Eco-friendly insulation has a smaller carbon footprint than its predecessors. This may be accomplished in a few ways:
- The product can be made from recycled products. Blue jeans that would otherwise wind up in the landfill can be shredded and made into insulation.
- Using natural material can cut down on the need for nasty chemicals. Formaldehyde and fire retardant chemicals serve a purpose in insulation production. But the cost of that is adding one more poison to the world. That hurts our health and our planet.
Boric acid is a naturally-occurring, fire-resistant insecticide used on natural materials.
- Eco-friendly insulation requires less energy to produce. Cellulose insulation has insulating values similar to fiberglass but needs about a tenth of the production energy to make.
- Many eco-friendly insulators can be recycled at the end of their usable life, reducing the space taken up in landfills.
All insulation is eco-friendly in that it improves energy efficiency by reducing heat loss and the energy needed to keep your home warm. But products that also address the side effects (before the install, people’s health, toxicity to the planet) qualify as eco-friendly.
What Are Some Types Of Eco-Friendly Insulation?
Sheep’s wool makes a wonderful blanket or pair of socks, so it isn’t surprising that it also works well to blanket your house.
Wool insulation should be treated with a borate product to make it fire- and insect-resistant. Wool is available in batts that can be rolled into the spaces between ceiling joists.
South Dakota is a land of farmers. Have you ever met a farmer who didn’t want to wring every bit of usefulness out of their things?
That’s cotton insulation: old denim jeans are broken down and reworked to give them new life. The fiber is shredded — you won’t find Wrangler’s patches in your walls — and made into batts that are rolled into place.
The downside of cotton: it costs about twice as much as fiberglass.
It’s debatable whether this product can be called eco-friendly. Polystyrene is a type of plastic. It is made without any toxic chemicals and is entirely recyclable, so it gets a spot on our list. This excellent insulator is also available in foam insulation boards.
What Is The Best Eco-Friendly Insulation?
Here at SoDak Insulation, we’ve researched the safest and most efficient types of insulation for our fierce South Dakota winters.
Our recommendation for most homes: blown-in cellulose insulation.
Cellulose insulation has several qualities that make it number one in our book:
It Does What Insulation Is Supposed To Do
Insulation, first and foremost, needs to work. Cellulose insulation does an excellent job of blocking heat transfer. This means your home will stay cozy in the winter, and you won’t break the bank cooling it in the summer.
Cellulose Is Safe
Cellulose insulation is made from shredded paper. It doesn’t contain the multitude of toxic chemicals found in some other options. A natural borate coating for fire resistance is all it needs.
It’s Good For The Planet
Cellulose is a great use for paper products that would otherwise take up space in the landfill. We use GreenFiber products at SoDak Insulation. This product is made up of 85% recycled materials. That’s good for the planet and everyone on it.

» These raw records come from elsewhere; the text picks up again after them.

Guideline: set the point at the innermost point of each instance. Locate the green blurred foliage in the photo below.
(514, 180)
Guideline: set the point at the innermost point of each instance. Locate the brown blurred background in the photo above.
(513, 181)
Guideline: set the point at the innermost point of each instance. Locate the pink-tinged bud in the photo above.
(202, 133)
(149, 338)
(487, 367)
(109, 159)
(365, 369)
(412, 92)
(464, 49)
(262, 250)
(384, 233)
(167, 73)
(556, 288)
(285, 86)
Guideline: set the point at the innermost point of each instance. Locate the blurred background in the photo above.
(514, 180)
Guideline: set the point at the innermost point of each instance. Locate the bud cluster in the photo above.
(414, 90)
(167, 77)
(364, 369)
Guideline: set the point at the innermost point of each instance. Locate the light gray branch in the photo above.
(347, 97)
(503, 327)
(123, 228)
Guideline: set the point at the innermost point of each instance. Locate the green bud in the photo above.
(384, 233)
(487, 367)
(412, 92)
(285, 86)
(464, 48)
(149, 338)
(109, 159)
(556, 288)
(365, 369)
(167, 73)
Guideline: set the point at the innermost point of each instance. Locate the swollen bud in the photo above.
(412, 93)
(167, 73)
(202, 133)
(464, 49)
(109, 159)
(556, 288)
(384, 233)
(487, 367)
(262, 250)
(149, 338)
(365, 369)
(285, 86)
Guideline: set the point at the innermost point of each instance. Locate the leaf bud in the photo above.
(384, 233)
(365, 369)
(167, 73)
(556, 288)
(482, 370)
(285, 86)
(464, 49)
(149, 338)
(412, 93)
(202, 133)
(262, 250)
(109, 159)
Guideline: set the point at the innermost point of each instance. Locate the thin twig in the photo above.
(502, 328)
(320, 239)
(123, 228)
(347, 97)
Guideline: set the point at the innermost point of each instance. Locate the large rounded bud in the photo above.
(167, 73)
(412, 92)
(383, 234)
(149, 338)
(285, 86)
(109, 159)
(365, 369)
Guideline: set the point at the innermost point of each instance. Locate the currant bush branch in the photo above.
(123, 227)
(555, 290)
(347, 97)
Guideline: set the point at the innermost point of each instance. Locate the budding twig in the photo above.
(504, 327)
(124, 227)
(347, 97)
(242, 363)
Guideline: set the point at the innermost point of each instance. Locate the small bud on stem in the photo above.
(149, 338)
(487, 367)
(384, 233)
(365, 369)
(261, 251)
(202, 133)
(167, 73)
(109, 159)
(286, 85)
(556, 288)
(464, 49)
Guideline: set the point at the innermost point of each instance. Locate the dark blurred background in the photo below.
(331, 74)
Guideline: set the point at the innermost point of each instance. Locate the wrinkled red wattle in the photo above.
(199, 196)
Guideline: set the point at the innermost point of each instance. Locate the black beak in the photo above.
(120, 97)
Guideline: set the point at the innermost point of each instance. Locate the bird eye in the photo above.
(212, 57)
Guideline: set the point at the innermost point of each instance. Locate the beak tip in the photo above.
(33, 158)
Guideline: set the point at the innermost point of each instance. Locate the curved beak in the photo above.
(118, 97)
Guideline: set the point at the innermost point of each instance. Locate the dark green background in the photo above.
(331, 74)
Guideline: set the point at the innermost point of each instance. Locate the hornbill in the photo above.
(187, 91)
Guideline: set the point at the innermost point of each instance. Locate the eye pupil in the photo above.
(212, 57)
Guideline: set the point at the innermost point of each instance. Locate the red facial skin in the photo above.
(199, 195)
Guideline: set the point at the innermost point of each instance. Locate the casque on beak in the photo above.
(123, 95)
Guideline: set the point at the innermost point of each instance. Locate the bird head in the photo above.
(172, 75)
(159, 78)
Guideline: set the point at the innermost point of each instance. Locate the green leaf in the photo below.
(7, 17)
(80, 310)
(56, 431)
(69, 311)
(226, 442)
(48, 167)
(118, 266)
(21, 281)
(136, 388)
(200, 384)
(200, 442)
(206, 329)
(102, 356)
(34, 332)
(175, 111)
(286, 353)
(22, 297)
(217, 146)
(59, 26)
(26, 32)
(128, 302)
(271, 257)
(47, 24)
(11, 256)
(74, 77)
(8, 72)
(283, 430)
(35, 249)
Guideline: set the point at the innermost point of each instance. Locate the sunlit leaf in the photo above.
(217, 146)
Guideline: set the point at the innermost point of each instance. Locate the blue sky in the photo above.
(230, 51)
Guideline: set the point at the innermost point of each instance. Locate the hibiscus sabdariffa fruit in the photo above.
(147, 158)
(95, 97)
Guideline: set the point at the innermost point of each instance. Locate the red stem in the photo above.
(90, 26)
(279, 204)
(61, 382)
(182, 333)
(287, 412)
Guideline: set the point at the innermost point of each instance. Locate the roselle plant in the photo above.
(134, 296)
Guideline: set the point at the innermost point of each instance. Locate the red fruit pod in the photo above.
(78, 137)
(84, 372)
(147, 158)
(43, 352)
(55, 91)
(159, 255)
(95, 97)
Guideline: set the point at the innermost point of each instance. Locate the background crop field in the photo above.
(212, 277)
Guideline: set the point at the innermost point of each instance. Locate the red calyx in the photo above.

Greenfiber uses 13 times less energy to produce than fiberglass insulation. Less energy output on the front end translates to a better environment for us all.
Greenfiber is produced in the USA, with a manufacturing site right in our own neighborhood. With a plant in Norfolk, NE, we can receive this insulation in the Sioux Falls area without significant windshield time or CO2 emissions.
We’re Here To Help Make Your Home — And Your Planet — A Healthier And More Comfortable Place
You have lots of choices when it comes to making your home comfortable for your family. In the past, people didn’t know the extent their decisions had on our environment. Today, we need to do more than keep our own small spaces comfortable. We need to consider how our actions affect the larger world.